Patrick Brydone is regarded as a great pioneer in electricity, something which gained him subtantial recognition the world over, leading to him being named a Fellow of the Royal Society of London.
He even has a street named after him in St Julien, Malta but until recently his efforts had never provoked any kind of memorial in Coldingham, where he was born on January 5 1736 and lived for many years before later moving to Coldstream where he passed away on June 1818.
However, thanks to the Coldingham Society, the Friends of the Priory, the ladies of the village’s Garden Party and a community grant from Scottish Borders Council, a plaque is now in place to highlight Brydone’s work and give him the recognition they feel he is very deserving of.
It was in 1796 after completing his studies at university and spending some time as soldier, that Patrick first developed a keen interest in electricity, travelling to Switzerland to experiment with the new medium.
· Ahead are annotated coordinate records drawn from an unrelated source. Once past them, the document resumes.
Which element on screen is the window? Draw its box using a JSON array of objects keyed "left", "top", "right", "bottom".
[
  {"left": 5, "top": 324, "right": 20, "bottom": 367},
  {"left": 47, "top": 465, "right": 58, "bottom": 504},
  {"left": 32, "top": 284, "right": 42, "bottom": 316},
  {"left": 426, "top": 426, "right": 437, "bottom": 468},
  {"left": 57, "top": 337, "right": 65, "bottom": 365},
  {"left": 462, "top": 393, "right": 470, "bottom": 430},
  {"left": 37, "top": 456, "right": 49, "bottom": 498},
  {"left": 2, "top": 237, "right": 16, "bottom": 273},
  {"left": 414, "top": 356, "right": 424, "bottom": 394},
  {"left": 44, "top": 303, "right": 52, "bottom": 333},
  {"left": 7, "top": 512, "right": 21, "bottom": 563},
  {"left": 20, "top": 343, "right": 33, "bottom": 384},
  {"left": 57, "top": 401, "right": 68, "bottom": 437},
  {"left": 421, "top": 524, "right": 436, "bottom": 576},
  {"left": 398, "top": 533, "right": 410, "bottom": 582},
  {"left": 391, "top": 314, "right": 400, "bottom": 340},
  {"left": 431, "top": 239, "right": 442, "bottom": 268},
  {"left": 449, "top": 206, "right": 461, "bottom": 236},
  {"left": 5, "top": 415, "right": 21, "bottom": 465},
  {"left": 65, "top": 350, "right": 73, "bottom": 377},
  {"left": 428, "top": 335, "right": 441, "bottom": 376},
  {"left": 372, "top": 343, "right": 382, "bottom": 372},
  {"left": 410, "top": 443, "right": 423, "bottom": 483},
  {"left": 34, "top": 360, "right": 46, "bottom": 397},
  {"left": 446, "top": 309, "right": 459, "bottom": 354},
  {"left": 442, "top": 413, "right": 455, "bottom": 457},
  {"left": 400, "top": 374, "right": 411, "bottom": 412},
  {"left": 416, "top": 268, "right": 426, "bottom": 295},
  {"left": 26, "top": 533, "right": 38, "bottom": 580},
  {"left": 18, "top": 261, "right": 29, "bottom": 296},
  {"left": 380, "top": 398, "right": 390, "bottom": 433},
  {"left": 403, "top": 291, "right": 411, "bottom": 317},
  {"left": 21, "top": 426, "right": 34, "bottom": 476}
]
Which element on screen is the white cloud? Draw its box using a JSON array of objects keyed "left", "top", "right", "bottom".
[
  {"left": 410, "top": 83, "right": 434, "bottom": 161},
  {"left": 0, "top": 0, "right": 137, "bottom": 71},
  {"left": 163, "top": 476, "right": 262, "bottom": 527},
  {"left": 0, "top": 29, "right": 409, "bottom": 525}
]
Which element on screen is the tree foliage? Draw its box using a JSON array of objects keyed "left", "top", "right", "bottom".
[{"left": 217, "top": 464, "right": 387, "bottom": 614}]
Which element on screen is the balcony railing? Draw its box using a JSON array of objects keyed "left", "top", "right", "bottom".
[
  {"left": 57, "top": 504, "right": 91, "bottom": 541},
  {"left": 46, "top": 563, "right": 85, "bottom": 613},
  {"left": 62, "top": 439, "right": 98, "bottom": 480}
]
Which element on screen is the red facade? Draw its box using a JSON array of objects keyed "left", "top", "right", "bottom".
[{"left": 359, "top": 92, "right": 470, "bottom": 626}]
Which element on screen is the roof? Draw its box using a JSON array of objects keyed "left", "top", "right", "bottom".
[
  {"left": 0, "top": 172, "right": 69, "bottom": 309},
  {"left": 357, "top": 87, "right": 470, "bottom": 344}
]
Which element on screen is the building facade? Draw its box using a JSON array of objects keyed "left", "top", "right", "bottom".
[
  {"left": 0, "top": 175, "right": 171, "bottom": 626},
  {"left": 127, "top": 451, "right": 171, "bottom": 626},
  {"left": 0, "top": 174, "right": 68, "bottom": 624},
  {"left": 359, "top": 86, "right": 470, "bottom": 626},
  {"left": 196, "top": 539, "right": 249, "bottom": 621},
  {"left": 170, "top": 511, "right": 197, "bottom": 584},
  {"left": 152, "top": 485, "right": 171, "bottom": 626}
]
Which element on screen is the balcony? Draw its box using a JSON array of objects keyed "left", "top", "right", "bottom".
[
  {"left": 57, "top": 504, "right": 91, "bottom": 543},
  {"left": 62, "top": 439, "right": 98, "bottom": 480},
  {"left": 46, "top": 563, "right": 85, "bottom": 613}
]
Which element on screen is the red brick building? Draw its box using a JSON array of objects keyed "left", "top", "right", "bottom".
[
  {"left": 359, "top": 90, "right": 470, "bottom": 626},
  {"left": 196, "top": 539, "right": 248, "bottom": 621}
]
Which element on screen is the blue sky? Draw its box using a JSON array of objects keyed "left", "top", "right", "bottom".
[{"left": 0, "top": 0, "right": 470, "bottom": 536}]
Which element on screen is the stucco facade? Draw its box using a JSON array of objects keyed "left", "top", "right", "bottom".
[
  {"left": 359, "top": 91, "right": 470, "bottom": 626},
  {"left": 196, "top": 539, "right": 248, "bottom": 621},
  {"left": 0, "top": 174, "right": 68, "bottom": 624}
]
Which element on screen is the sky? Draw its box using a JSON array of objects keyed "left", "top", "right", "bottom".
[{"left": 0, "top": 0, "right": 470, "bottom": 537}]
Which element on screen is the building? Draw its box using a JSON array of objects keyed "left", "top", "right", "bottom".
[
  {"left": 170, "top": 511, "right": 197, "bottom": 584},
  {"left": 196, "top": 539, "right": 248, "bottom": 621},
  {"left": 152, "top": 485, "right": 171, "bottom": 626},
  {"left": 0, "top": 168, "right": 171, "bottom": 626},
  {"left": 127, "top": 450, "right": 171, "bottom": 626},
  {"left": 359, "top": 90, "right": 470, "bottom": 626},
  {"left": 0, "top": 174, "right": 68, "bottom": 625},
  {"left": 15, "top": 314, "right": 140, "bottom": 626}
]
He was elected a Fellow of the Royal Society in 1772 for his work on electricity published as ‘Philosophical Transactions’, a great honour placing him in great company amongst Sir Isaac Newton and other acclaimed scientists.
News of his work spread to Benjamin Franklin, co-author of the American Constitution and one of the Founding Fathers of the United States. Brydone corresponded with Franklin was to become, as was he himself, a founder member of the Royal Society of Edinburgh.
His connection with Malta stemmed from his trip there in 1770, a year which also saw him visit Naples and Sicily.
He climbed Mount Etna describing woods with great oaks and chestnuts up to 204 feet in circumference.
Here he had discussion with a Canon, Recupero, on the time taken for soil to accumulate from lava flows and that the calculations arising from this showed that Etna had been erupting for at least 14,000 years. This flew in the face of Bishop Usher’s statement based on the bible that the world began in 4004 BC.
Brydone’s words struck a chord with one of Berwickshire’s other great thinkers and most famous sons, David Hume who praised him for his geological expertise in a series of letters.
And James Hutton of Siccar Point fame, regarded by many as ‘the father of geology’ was too said to be influenced by Brydone’s when it came to compiling his ‘Theory of the Earth’ in 1788.
Later in life, after marrying his wife Mary and having three daughters- Mary, Elizabeth and Willamina, Brydone retired to Lennel where he was visited by one Rabbie Burns who had this to say about him in his journal: “A most excellent, heart, kind joyous and benevolent.”
Another fan of Brydone’s is Coldingham Society chair, Michael Fenty, who said he was delighted to finally give him a lasting memorial in his birthplace.
“It’s important that Patrick Brydone is remembered by the people here,” he told ‘The Berwickshire News’.
“He was very famous in his own time and was lauded and respected by many but he seems to have drifted out of history.
“There are generations of well-educated people who will know all about Hume and Hutton but may never have heard of Brydone.
“We’re hoping that by having a plaque in Coldingham in his honour he will be included when Scottish Borders Council highlight reasons why people should visit the region.
“People can do a Duns Scotus walk and a Hume Walk and now there’s no reason why there shouldn’t be some sort of Patrick Brydone trail.”